Naive Bayes Using Apache Mahout

Fingertis

Mehul Katara & Sahil Desai

2021-01-18

What is Naive Bayes ?

Mahout currently has two flavors of Naive Bayes.
- The first is standard Multinomial Naive Bayes.
- The second is an implementation of Transformed Weight-normalized Complement Naive Bayes.

When one class has more training examples than an other, Naive Bayes selects poor weights for the decision boundary. This is due to under-studied bias effect that shrinks weights for classes with few training examples. To balance the amount of training examples used per estimate, we introduce a “complement class” formulation of Naive Bayes.

Steps to be followed in Mahout

Getting the data
Copping text files to the HDFD
Convert our dataset into SequenceFiles
Convert SequenceFiles to sparse vector file format
Split dataset in Testing and Training
Training the model with training dataset
Test the model with the testing dataset

Steps 1 : Getting the 20 Newsgroups dataset

The 20 Newsgroups data set is a collection of approximately 20,000 newsgroup documents, partitioned (nearly) evenly across 20 different newsgroups. http://qwone.com/~jason/20Newsgroups/

Download Dataset

http://qwone.com/~jason/20Newsgroups/20news-bydate.tar.gz

Steps 2 : Copping text files to the HDFD

After downloading our text collections locally, and in order to be able to handle it with Mahout. It's time to copy it to out HDFS.

hadoop fs -mkdir 20newsdata

hadoop fs -copyFromLocal 20news-bydate-train/ 20newsdata

Steps 3 : Convert our dataset into SequenceFiles

SequenceFile is a hadoop flat file format where each document is represented as a key-value pair.
Actually, Key is the document id and value is its content

mahout seqdirectory -i 20newsdata/20news-bydate-train -o 20newsdataseq-out

-i : specifying the input directory
-o : specifying the output directory

Steps 4 : Convert SequenceFiles to sparse vector file format

In order to be able to run properly, most algorithms in text mining require a numerical representation of texts. That's why, we should turn the collections of texts we had in the previous steps into numerical feature vectors. Therefore, every document is represented as a vector where each element of the vector is a word and its weight respectively

mahout seq2sparse -i 20newsdataseq-out/part-m-00000 -o 20newsdatavec -lnorm -nv -wt tfidf 

-i : specifying the input directory
-o : specifying the output directory
-lnorm : output vector to be log normalized
-nv : named vectors
-wt : weight to use here we use tfidf

Steps 5 : Split dataset in Testing and Training

Split our dataset into testing and training so we can test our model how accurate it is.

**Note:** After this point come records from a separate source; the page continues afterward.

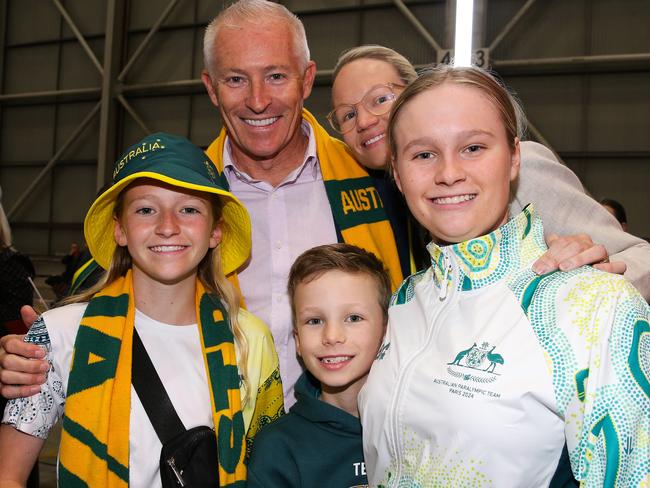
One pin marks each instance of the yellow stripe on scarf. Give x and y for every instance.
(95, 438)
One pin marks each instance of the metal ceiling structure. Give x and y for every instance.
(113, 98)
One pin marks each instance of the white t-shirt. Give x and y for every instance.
(176, 354)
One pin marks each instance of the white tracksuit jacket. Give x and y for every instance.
(484, 380)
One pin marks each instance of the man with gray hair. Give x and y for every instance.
(301, 186)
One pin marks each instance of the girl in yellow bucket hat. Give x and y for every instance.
(167, 233)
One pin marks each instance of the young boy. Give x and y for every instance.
(339, 296)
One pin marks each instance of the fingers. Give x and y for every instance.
(29, 315)
(595, 254)
(14, 345)
(22, 368)
(615, 267)
(567, 253)
(12, 391)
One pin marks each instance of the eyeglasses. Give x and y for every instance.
(377, 101)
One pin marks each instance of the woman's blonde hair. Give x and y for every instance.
(404, 68)
(504, 102)
(210, 273)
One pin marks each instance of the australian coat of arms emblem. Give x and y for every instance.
(481, 358)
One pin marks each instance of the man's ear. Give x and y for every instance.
(308, 79)
(515, 160)
(297, 339)
(119, 233)
(209, 86)
(216, 234)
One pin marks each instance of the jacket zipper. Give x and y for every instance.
(444, 299)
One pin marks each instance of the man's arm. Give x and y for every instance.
(18, 453)
(566, 209)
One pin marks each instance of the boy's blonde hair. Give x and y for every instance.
(347, 258)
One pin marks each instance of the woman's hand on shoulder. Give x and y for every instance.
(571, 252)
(22, 367)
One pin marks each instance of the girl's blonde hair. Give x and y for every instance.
(509, 109)
(209, 271)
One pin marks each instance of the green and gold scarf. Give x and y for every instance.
(357, 208)
(95, 438)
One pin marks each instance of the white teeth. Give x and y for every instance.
(454, 199)
(374, 139)
(338, 359)
(262, 122)
(166, 248)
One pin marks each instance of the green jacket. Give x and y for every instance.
(314, 445)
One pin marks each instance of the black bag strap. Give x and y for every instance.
(152, 394)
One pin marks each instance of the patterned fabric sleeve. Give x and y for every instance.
(36, 415)
(608, 422)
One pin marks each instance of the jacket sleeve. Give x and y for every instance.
(607, 422)
(566, 209)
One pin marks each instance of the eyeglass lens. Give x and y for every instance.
(377, 101)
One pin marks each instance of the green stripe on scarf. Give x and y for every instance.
(356, 207)
(95, 437)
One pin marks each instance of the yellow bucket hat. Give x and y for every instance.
(176, 161)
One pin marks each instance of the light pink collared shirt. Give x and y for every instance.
(286, 220)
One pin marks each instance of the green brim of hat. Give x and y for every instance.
(236, 227)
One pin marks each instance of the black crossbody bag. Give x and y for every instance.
(188, 457)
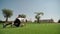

mahout split -i 20newsdatavec/tfidf-vectors --trainingOutput 20newsdatatrain --testOutput 20newsdatatest --randomSelectionPct 70 --overwrite --sequenceFiles -xm sequential  

--trainingOutput : training output directory
--testOutput : testing output directory
--randomSelectionPct : split data in percentage for training
--overwrite : overwrite if folder exist
--sequenceFiles : sequential
--xm : execution method sequential or mapreduce

Steps 6 : Training the model

Train the model with training dataset

mahout trainnb -i 20newsdatatrain -o model -li lableindex -ow -c  

-i : specifying the input directory
-o : specifying the output directory
-li :  specifying the lableindex directory
-ow : overwrite
-c : Complement Naive Bayes

Steps 7 : Test the model

Now, Test the model with our testing dataset and check the result

mahout testnb -i 20newsdatatest -m model -l lableindex -ow -o results  

-i : specifying the input director
-m : specifying the model
-o : specifying the output directory
-li :  specifying the lableindex directory
-ow : overwrite